I do not think I have ever taught a philosophy session without ending up using the dream metaphor as a teaching tool to explain both Vedantic and Buddhist metaphysics. It is something we all experience so it serves as a good teaching tool that many students can intimately relate to which aids in grasping—at first intellectually and perhaps later in a more heart-based way— the samsara/nirvana or maya/brahman equation even though both models differ in specifics. However, outside of being used as a metaphor for teaching, dream practice has been used as a form of spiritual practice in itself. The power of dreams has been commented on and reflected upon in Indic and Tibetan sacred literature as holding the potential for prophecy and insight into the unconscious mind and later in more advanced practices in the Tibetan tradition, it has been used as a field in which to directly receive teachings from your spiritual guru and also used as a way to enter temporarily the realm of Clear Light as preparation for when we enter it fully at death in the postmortem state. The latter is one of several ways you can train yourself in the process of death so leaving this incarnation is illuminated and peaceful.
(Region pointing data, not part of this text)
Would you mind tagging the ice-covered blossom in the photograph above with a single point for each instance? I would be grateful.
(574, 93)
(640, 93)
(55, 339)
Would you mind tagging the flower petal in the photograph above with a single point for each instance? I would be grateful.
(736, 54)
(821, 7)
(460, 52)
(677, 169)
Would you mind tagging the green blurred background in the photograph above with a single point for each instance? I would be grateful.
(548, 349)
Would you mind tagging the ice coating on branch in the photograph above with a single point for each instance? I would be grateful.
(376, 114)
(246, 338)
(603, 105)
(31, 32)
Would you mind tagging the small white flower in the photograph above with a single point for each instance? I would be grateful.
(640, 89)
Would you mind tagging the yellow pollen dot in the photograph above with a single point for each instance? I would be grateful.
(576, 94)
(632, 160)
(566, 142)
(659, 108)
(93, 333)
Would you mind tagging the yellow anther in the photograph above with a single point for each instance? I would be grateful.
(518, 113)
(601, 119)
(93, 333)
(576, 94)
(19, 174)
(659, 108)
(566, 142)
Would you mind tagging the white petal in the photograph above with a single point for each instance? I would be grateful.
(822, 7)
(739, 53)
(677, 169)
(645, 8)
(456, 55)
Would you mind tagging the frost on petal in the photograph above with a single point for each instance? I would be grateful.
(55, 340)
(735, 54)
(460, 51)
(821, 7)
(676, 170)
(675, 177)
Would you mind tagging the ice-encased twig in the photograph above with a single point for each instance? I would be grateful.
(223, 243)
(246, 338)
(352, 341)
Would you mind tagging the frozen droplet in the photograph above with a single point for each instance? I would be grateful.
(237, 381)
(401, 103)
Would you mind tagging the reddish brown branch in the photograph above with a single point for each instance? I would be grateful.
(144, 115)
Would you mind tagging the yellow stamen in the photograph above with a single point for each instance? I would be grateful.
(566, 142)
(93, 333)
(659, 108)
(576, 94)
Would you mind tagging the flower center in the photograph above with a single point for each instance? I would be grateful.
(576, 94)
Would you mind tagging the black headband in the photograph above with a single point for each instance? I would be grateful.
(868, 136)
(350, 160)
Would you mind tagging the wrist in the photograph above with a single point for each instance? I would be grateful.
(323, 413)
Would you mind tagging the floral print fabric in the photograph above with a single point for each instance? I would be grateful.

I have been guided in the practice of lucid dreaming by one of my teachers as a way to aid in my own understanding of the essential (or non-essential) nature of the phenomenal world and what spiritual “lucidity” really means. At first I did doubt my ability in this practice. It was difficult because like all else, it required a regular repetitive training of the mind in the daily “waking” state to effect the outcome in the “dream” state and then I had to develop a practice while dreaming. However, to my amazement it began to work. I highly recommend The Tibetan Yogas of Dream and Sleep by Wangyal Rinpoche. The first half of the book really lays it out in the Tibetan context and is really a lovely read. Here is a little selection by Georg Feuerstein about the topic in his ‘The Psychology of Yoga’ book:
“Tibetan Dream Yoga is based on the recognition that we spend about one-third of our lives in the sleeping state, and much of this time is given to dreaming. In comparison with the waking state, and not unreasonably, we consider our dreams “unreal.” On closer inspection, however, our waking state is just as unreal. From the perspective of Tibetan Buddhism, both states of consciousness area unreal, or illusory, in relation to enlightenment. They are unreal only insofar as our true nature (called dharma-kāya) is obscured in them. The purpose of Dream Yoga is to use dreams as an opportunity for spiritual practice, that is, the practice of mindfulness…this consists in a mental attitude that emotionally steers the middle path between attraction (or desire) and aversion, both of which merely create karmic deposits (unconscious activators, or samskāra) and thus bind the mind to the never-ending cycle of phenomenal existence, or samsāra. These karmic deposits, or impressions, in the mind are at least partially activated during sleep. They emerge in the form of dreams in which our semiconscious sleep identity plays an active role. As we learn to become aware during sleep that our dreams are projections of our mind, we can also gradually see the same process at work during waking consciousness.”